Ницше – самый русский из европейских писателей. Ницше – Достоевский наоборот. Он признавал это сам: «…странно, но я ему благодарен, хотя он неизменно противоречит моим самым сокровенным инстинктам». «Достоевский – это единственный психолог, у которого я мог кое-чему научиться; знакомство с ним я причисляю к прекраснейшим удачам моей жизни». Вслед за Достоевским (и, конечно, вслед за Шопенгауэром) Ницше продумывает самые трагические основы жизни. И – делает прямо противоположные выводы. Ницше «узрел обратный идеал: идеал веселейшего, полного жизни и мироутверждения человека, который не только научился мириться и ладить с тем, что было и есть, но хочет его повторения». Он возвращает (в силу вечного возвращения – не так ли?) древнейший герметический принцип «Что вверху, то и внизу. Что внизу, то и вверху». Он разрешает и себе (и нам) бросаться в разные стороны. Твои вершины – это твои пропасти и наоборот. Из твоих скорбей да поднимутся твои радости.
«Кое-чему научил» его и Лермонтов, правда, все с той же герметической «точностью до наоборот»: «Совершенно чуждое мне состояние – эдакая западноевропейская пресыщенность: описано совершенно очаровательно, с русской наивностью и подростковой умудренностью…». Это о «Герое нашего времени» (в «Ecce homo» русский фатализм, тем не менее, предлагается как последнее лекарство). И – как воскресение – из «Отцов и детей» Тургенева высекается «истовая вера в неверие».

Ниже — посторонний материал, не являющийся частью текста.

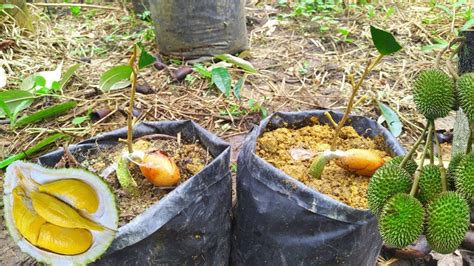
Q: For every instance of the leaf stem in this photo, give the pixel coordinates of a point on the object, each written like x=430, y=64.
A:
x=416, y=179
x=444, y=184
x=415, y=146
x=355, y=88
x=133, y=80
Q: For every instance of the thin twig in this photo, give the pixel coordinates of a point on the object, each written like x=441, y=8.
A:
x=355, y=89
x=416, y=179
x=79, y=5
x=133, y=79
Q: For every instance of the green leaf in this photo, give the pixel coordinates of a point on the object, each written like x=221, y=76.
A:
x=237, y=61
x=80, y=119
x=75, y=10
x=3, y=77
x=67, y=75
x=6, y=6
x=16, y=100
x=468, y=24
x=45, y=113
x=115, y=78
x=238, y=87
x=145, y=59
x=384, y=41
x=202, y=70
x=43, y=143
x=4, y=107
x=222, y=79
x=446, y=9
x=392, y=119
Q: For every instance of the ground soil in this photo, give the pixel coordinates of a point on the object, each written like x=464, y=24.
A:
x=292, y=151
x=190, y=159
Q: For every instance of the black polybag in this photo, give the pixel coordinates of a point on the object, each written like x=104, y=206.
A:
x=197, y=28
x=280, y=221
x=190, y=225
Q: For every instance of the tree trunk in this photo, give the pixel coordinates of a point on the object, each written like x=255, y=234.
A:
x=466, y=64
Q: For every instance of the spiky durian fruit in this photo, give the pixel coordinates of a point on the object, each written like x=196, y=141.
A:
x=465, y=90
x=410, y=165
x=386, y=182
x=430, y=183
x=448, y=222
x=465, y=177
x=451, y=172
x=401, y=220
x=433, y=93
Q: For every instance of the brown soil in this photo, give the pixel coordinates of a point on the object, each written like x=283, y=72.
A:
x=190, y=158
x=351, y=189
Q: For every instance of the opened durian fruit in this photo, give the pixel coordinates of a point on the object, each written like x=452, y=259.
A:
x=59, y=216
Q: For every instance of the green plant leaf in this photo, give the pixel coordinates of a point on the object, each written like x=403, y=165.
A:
x=384, y=41
x=237, y=61
x=45, y=113
x=67, y=75
x=468, y=24
x=75, y=10
x=202, y=70
x=16, y=100
x=43, y=143
x=6, y=110
x=80, y=119
x=238, y=87
x=117, y=77
x=392, y=119
x=222, y=79
x=145, y=59
x=3, y=77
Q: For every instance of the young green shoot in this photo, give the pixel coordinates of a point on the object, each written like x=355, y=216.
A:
x=385, y=44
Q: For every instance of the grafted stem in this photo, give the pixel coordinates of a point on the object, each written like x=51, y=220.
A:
x=416, y=179
x=133, y=81
x=444, y=184
x=355, y=89
x=415, y=146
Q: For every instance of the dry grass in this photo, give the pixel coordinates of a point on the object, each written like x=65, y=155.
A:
x=279, y=49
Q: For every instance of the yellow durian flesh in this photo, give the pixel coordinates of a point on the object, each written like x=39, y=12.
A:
x=42, y=234
x=66, y=241
x=59, y=213
x=26, y=220
x=54, y=245
x=77, y=193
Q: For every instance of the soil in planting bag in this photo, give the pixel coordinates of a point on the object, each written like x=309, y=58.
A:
x=281, y=221
x=197, y=28
x=191, y=224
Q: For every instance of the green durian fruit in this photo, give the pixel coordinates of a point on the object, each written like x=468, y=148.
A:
x=430, y=183
x=433, y=93
x=465, y=90
x=410, y=166
x=465, y=177
x=451, y=172
x=448, y=222
x=384, y=183
x=401, y=220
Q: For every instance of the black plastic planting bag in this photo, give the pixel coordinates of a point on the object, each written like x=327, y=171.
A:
x=195, y=28
x=280, y=221
x=190, y=225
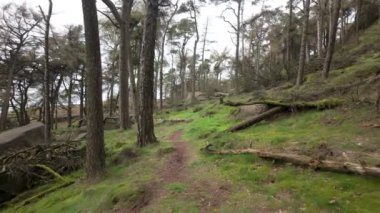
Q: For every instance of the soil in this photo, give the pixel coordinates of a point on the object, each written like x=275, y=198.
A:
x=208, y=194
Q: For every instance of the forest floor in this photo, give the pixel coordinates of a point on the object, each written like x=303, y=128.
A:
x=176, y=176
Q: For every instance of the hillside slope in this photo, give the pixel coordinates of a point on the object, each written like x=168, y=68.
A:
x=175, y=176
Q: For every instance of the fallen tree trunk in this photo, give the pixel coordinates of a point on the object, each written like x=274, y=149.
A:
x=256, y=119
x=174, y=121
x=298, y=105
x=281, y=106
x=306, y=161
x=24, y=169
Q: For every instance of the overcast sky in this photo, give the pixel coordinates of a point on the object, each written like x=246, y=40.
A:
x=68, y=12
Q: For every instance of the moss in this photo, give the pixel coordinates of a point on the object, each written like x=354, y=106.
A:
x=176, y=187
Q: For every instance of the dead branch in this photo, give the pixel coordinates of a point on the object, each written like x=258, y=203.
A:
x=255, y=119
x=305, y=161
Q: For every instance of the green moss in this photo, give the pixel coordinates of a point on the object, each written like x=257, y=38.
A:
x=176, y=187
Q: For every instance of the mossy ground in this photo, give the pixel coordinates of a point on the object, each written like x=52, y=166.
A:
x=242, y=183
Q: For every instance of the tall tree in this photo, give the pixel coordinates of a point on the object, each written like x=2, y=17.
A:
x=165, y=31
x=289, y=40
x=357, y=19
x=123, y=20
x=301, y=65
x=237, y=30
x=17, y=22
x=193, y=13
x=47, y=113
x=332, y=38
x=146, y=125
x=95, y=154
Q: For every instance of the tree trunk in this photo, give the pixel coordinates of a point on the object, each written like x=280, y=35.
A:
x=357, y=19
x=301, y=65
x=8, y=92
x=47, y=78
x=194, y=73
x=237, y=50
x=95, y=154
x=69, y=102
x=111, y=104
x=332, y=39
x=163, y=53
x=146, y=126
x=203, y=71
x=289, y=40
x=81, y=95
x=124, y=64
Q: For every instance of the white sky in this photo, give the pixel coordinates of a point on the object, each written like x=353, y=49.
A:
x=69, y=12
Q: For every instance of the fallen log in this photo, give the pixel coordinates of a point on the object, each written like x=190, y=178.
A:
x=281, y=106
x=305, y=161
x=298, y=105
x=256, y=119
x=32, y=166
x=48, y=191
x=174, y=121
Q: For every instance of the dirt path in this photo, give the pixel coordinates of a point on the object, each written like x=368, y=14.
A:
x=208, y=194
x=174, y=169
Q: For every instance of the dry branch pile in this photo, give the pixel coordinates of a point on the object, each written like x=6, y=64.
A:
x=23, y=169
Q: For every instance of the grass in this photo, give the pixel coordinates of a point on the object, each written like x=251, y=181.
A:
x=248, y=183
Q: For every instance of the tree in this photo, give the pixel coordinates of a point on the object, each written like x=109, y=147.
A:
x=17, y=23
x=123, y=20
x=332, y=38
x=289, y=40
x=95, y=154
x=193, y=9
x=182, y=31
x=47, y=113
x=146, y=126
x=165, y=31
x=237, y=30
x=301, y=65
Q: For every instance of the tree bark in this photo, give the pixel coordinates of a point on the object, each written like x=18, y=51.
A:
x=47, y=79
x=82, y=94
x=163, y=52
x=203, y=71
x=332, y=38
x=289, y=40
x=301, y=65
x=194, y=73
x=8, y=91
x=357, y=19
x=146, y=126
x=237, y=50
x=124, y=64
x=69, y=101
x=95, y=153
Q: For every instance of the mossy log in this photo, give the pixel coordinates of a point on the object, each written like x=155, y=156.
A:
x=298, y=105
x=256, y=119
x=282, y=106
x=44, y=193
x=306, y=161
x=24, y=169
x=174, y=121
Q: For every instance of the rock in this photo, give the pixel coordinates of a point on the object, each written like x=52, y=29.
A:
x=21, y=137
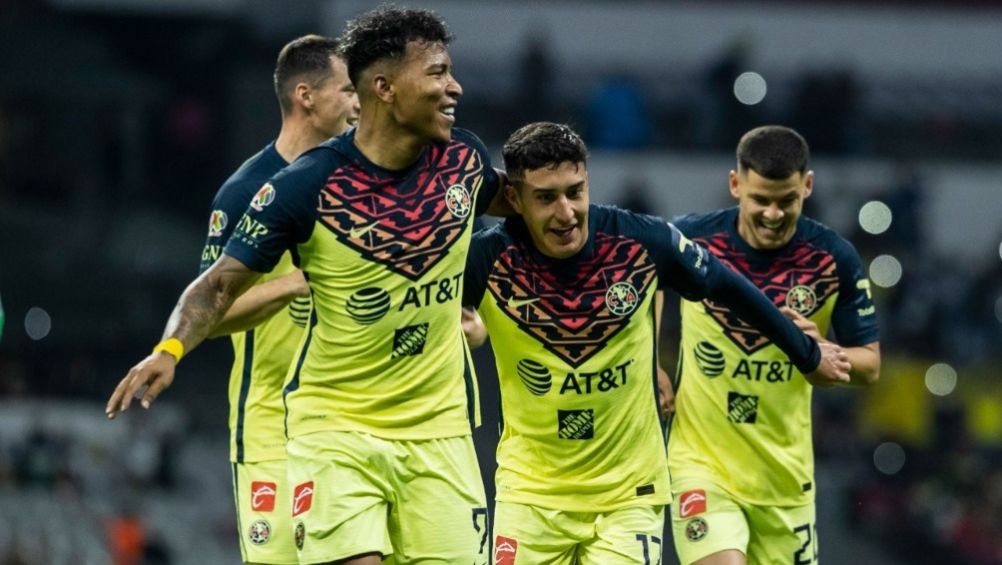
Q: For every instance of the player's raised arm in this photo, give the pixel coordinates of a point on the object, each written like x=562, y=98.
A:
x=263, y=302
x=199, y=309
x=704, y=276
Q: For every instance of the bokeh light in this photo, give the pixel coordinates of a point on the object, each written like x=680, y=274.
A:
x=941, y=379
x=885, y=270
x=875, y=217
x=749, y=88
x=889, y=458
x=37, y=323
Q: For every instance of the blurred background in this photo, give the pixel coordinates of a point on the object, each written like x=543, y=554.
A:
x=120, y=118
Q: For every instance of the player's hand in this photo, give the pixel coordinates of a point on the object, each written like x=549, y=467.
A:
x=833, y=369
x=805, y=324
x=473, y=328
x=154, y=374
x=666, y=394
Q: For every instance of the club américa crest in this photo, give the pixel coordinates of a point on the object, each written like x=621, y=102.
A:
x=216, y=223
x=457, y=199
x=621, y=299
x=264, y=197
x=260, y=532
x=802, y=299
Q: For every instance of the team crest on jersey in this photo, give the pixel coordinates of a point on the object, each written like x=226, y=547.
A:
x=802, y=299
x=806, y=271
x=368, y=305
x=216, y=223
x=458, y=200
x=573, y=320
x=264, y=197
x=505, y=550
x=621, y=299
x=408, y=228
x=260, y=532
x=708, y=359
x=696, y=529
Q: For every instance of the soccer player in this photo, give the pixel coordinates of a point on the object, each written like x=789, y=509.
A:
x=318, y=101
x=740, y=447
x=381, y=398
x=567, y=294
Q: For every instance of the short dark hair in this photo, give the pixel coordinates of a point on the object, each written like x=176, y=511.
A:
x=385, y=32
x=540, y=144
x=774, y=151
x=307, y=57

Вполне вероятно, что русская литература подтолкнула Ницше не только к обдумыванию его основополагающих концептов, но и к выражению их в литературной форме. Его не устраивала философия как система – он видел в этом «недостаток честности». «Так говорил Заратустра» – и поэма, и философский роман, и книга притч. Да ведь и для нас, для русских, система всегда пагубна. Наша философия – это наша литература. Быть может, потому что нами движет другой род познания? Быть может, потому, что нами движет наша чрезмерность?
Трагедия – по Ницше – рождается из духа музыки: «новая форма познания – трагическое познание, которое, чтобы быть вообще выносимым, нуждается в защите и целебном средстве искусства». О, эта целебная сила иллюзий! А ведь он и Гоголя обожал, в один ряд ставил с Байроном и По. И – еще двадцатилетним – положил на музыку «Заклинание» Пушкина.